On the other hand, solar farms would provide clear, clean, abundant energy.  In fact, the government doesn’t even have to have a solar farm, per se.  They could simply install solar power panels on the roofs of buildings across the Kingdom.  Rather than run new power lines to remote locations, Jordan would simply install panels.  Or install small farms outside villages and towns to power them.  Nuclear power is not nearly enough to provide for the needs of Jordan’s booming population.  And, it isn’t safe enough, by a long shot, for peace of (a Mommy’s) mind.

At the TEDxRamallah event, we actually heard about another unique and creative idea for power generation.  Khaled Sabawi has found a way to harness the geothermal (solar) energy all around us.  His company, MENA Geothermal has found a way to use the solar energy stored in the ground to heat and cool houses.  This type of resource could change the face of Jordan’s energy situation.

Basically, surely Jordan has experts in energy.  I am not one of them.  But somehow they have become fixated on nuclear power as our salvation.  Personally, I am more fearful than hopeful about nuclear energy.  I say let’s find ways to use our most plentiful resource – the sun – to build a truly sustainable model for energy in Jordan.

Happy Bright Ideas!

2 thoughts on “Is Jordan Missing the Energy Boat?

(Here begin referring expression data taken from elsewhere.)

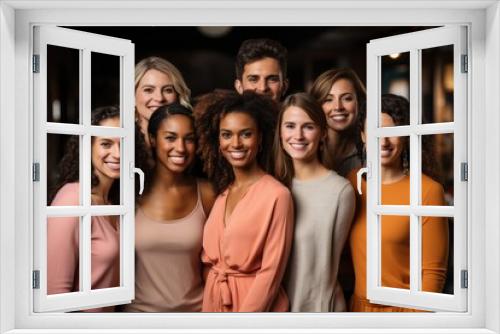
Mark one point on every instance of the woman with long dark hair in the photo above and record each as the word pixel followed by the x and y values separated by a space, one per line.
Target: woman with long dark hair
pixel 247 237
pixel 324 203
pixel 340 93
pixel 395 230
pixel 169 219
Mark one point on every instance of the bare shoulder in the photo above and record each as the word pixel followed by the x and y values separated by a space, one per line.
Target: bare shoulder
pixel 207 195
pixel 270 185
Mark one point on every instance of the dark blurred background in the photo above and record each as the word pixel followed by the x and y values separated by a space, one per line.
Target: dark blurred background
pixel 205 56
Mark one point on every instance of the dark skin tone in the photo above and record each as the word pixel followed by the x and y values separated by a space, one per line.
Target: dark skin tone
pixel 239 141
pixel 173 193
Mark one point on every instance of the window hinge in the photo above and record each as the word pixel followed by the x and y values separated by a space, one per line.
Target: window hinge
pixel 36 172
pixel 464 284
pixel 465 66
pixel 464 171
pixel 36 279
pixel 36 63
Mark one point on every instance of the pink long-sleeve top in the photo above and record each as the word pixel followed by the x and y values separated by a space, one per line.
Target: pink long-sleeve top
pixel 245 259
pixel 63 244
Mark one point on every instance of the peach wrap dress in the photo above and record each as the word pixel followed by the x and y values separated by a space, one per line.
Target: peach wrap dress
pixel 245 258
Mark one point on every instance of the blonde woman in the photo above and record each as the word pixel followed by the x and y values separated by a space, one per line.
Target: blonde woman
pixel 157 83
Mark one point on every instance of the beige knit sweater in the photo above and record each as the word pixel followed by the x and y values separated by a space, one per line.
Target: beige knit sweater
pixel 324 211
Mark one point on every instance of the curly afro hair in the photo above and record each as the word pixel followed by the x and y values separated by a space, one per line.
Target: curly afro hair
pixel 262 110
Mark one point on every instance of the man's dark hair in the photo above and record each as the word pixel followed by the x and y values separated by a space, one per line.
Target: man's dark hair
pixel 256 49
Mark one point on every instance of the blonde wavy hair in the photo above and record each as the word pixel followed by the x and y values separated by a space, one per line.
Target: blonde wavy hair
pixel 164 66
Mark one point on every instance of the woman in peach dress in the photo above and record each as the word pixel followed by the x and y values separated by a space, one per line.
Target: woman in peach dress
pixel 247 237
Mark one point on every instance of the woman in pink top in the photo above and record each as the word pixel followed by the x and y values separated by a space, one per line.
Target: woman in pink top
pixel 247 237
pixel 63 232
pixel 170 218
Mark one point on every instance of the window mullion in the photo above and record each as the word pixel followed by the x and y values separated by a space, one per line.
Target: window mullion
pixel 415 174
pixel 86 177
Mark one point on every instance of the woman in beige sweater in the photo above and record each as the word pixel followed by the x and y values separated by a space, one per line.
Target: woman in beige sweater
pixel 324 204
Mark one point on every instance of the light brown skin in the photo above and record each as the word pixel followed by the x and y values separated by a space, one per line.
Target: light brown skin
pixel 263 76
pixel 390 158
pixel 341 101
pixel 173 193
pixel 239 133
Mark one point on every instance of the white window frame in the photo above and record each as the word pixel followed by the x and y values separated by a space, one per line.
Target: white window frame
pixel 17 19
pixel 123 51
pixel 413 43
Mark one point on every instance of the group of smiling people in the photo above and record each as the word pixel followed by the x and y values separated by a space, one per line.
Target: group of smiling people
pixel 264 227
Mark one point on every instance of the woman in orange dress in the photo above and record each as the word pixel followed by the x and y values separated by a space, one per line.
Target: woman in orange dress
pixel 395 190
pixel 157 83
pixel 247 237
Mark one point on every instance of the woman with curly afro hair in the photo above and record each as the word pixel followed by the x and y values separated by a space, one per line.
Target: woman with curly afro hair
pixel 247 237
pixel 63 232
pixel 395 230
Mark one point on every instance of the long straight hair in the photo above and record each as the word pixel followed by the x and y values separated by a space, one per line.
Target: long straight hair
pixel 283 167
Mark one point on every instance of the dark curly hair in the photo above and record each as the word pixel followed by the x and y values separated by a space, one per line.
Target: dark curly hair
pixel 256 49
pixel 263 111
pixel 69 167
pixel 398 108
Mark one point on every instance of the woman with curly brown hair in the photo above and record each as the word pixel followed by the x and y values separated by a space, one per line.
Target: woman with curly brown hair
pixel 340 93
pixel 395 230
pixel 169 219
pixel 63 232
pixel 248 234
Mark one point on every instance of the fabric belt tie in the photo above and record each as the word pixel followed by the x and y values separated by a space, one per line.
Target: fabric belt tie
pixel 221 279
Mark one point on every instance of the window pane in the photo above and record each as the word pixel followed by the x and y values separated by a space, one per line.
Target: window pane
pixel 437 165
pixel 395 78
pixel 437 254
pixel 437 84
pixel 105 81
pixel 63 85
pixel 63 170
pixel 395 242
pixel 63 254
pixel 106 171
pixel 105 247
pixel 394 170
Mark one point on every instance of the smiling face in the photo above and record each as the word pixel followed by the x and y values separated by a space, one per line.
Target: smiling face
pixel 154 90
pixel 340 105
pixel 391 148
pixel 175 143
pixel 106 153
pixel 239 139
pixel 300 136
pixel 264 76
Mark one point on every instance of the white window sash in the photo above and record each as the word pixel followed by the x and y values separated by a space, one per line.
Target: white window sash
pixel 413 297
pixel 85 43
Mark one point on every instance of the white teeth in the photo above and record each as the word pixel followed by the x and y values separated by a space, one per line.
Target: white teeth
pixel 237 154
pixel 298 146
pixel 113 165
pixel 339 117
pixel 178 160
pixel 385 153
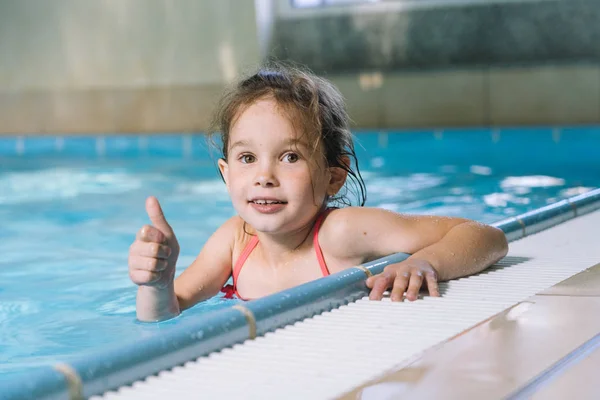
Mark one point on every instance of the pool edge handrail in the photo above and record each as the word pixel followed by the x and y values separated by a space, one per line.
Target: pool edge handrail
pixel 224 328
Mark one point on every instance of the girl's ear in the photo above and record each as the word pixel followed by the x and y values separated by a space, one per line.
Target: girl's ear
pixel 224 169
pixel 338 177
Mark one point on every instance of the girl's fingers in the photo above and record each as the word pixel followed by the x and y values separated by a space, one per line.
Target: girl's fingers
pixel 381 283
pixel 147 263
pixel 400 284
pixel 416 281
pixel 150 249
pixel 148 233
pixel 432 284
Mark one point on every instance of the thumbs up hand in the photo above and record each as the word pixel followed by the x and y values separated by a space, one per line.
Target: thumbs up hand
pixel 153 254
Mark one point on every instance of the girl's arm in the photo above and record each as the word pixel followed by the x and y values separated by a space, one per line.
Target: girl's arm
pixel 205 277
pixel 442 248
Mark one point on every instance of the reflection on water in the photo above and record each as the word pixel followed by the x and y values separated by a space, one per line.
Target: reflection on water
pixel 67 226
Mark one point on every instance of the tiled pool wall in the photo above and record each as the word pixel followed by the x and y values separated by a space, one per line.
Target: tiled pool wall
pixel 199 145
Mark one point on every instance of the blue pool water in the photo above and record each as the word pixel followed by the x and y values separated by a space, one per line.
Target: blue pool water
pixel 70 209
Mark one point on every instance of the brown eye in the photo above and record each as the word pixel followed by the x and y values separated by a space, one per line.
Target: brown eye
pixel 291 157
pixel 247 158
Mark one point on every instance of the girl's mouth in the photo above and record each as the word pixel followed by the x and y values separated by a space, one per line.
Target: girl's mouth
pixel 267 206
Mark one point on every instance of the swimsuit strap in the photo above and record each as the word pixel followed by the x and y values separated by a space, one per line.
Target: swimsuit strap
pixel 320 257
pixel 242 259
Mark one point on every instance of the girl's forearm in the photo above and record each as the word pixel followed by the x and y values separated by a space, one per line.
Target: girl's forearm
pixel 466 249
pixel 156 304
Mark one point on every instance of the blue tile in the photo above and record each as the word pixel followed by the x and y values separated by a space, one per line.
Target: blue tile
pixel 165 145
pixel 117 146
pixel 8 146
pixel 79 146
pixel 39 145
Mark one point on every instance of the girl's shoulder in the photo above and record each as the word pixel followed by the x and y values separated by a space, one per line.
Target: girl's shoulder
pixel 345 228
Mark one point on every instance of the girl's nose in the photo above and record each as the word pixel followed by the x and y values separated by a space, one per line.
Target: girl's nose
pixel 266 177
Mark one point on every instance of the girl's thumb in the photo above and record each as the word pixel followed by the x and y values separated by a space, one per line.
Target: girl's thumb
pixel 157 216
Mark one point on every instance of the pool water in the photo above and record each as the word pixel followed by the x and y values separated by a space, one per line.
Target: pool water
pixel 69 218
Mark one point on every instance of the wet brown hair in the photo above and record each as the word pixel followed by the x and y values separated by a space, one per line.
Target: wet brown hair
pixel 315 107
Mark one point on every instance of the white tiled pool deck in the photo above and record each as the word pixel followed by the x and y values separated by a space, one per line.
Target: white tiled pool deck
pixel 366 342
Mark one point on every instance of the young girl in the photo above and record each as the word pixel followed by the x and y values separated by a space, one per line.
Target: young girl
pixel 287 152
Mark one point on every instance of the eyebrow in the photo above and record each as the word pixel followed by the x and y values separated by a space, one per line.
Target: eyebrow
pixel 290 142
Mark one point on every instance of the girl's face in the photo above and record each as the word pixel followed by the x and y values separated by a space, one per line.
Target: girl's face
pixel 274 184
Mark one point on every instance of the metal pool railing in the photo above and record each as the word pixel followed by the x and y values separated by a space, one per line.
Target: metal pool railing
pixel 195 337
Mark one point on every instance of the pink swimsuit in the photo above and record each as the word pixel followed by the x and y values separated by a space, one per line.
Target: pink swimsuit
pixel 231 290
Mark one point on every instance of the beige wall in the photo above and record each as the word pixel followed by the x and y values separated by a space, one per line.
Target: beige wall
pixel 119 65
pixel 536 95
pixel 159 66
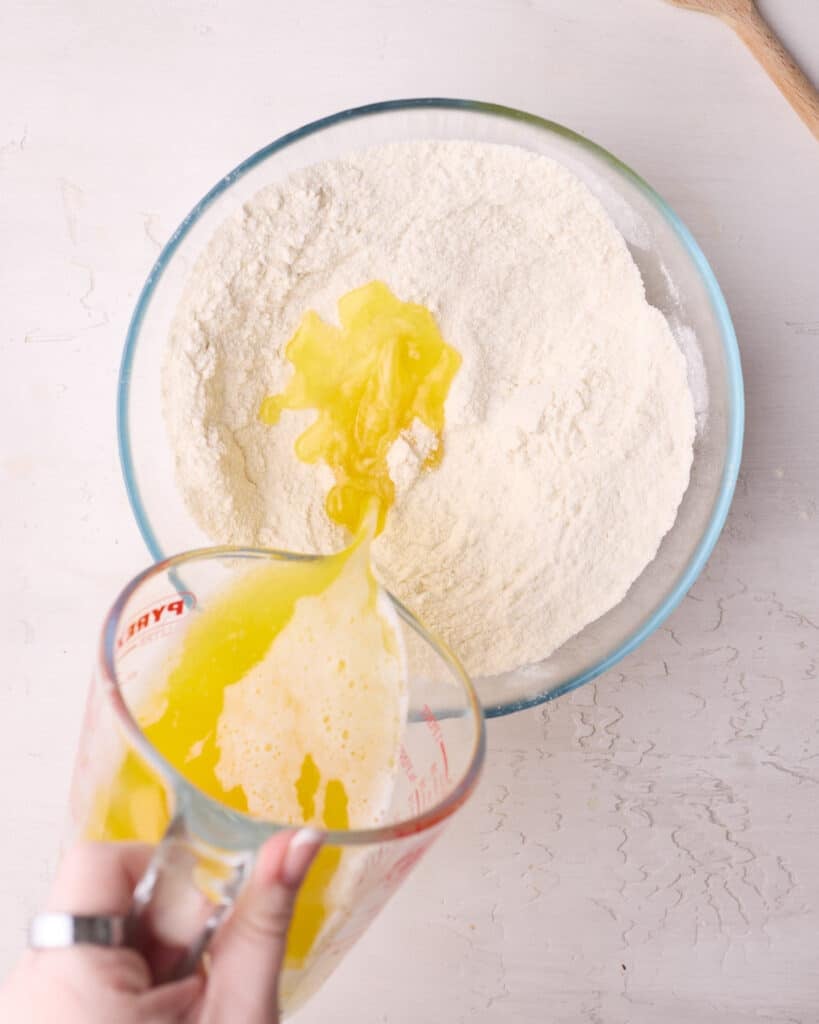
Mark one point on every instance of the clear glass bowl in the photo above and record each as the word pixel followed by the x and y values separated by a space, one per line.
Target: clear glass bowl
pixel 678 281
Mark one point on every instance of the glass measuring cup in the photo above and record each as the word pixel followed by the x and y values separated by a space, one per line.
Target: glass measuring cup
pixel 125 790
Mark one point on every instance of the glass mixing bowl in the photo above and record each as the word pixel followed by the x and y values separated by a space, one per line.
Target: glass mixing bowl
pixel 678 281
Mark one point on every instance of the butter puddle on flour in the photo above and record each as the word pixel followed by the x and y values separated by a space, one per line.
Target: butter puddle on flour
pixel 288 697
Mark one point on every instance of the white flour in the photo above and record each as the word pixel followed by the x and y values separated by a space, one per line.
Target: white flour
pixel 569 426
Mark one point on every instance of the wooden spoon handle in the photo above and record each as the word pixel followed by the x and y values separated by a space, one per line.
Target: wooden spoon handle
pixel 783 70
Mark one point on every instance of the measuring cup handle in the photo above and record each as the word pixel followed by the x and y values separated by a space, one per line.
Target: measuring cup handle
pixel 185 893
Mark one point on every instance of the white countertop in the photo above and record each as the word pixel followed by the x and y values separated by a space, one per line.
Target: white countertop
pixel 643 850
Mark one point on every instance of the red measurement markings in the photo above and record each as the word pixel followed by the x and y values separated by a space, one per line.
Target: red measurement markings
pixel 437 735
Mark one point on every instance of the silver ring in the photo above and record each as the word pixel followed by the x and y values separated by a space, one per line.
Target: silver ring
pixel 57 931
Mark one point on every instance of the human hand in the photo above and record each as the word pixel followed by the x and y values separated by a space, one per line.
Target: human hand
pixel 89 984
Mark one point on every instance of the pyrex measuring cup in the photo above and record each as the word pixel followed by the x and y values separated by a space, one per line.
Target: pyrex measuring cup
pixel 125 790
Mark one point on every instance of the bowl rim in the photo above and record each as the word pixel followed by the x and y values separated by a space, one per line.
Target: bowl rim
pixel 728 336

  1. What has always disturbed me about the nuclear plant idea (even before the nuclear disaster in Japan) is that Jordan would even consider such a thing, being such a water poor country. As though they never considered how much water it takes to cool it? We are years away from desalinated water and they want nuclear power… another example of whacked priorities.

  2. Emi, precisely. It’s as if all the various requirements have not been taken into any account whatsoever. Yes, Jordan has natural uranium reserves… that still doesn’t make it a fabulous idea… Sigh.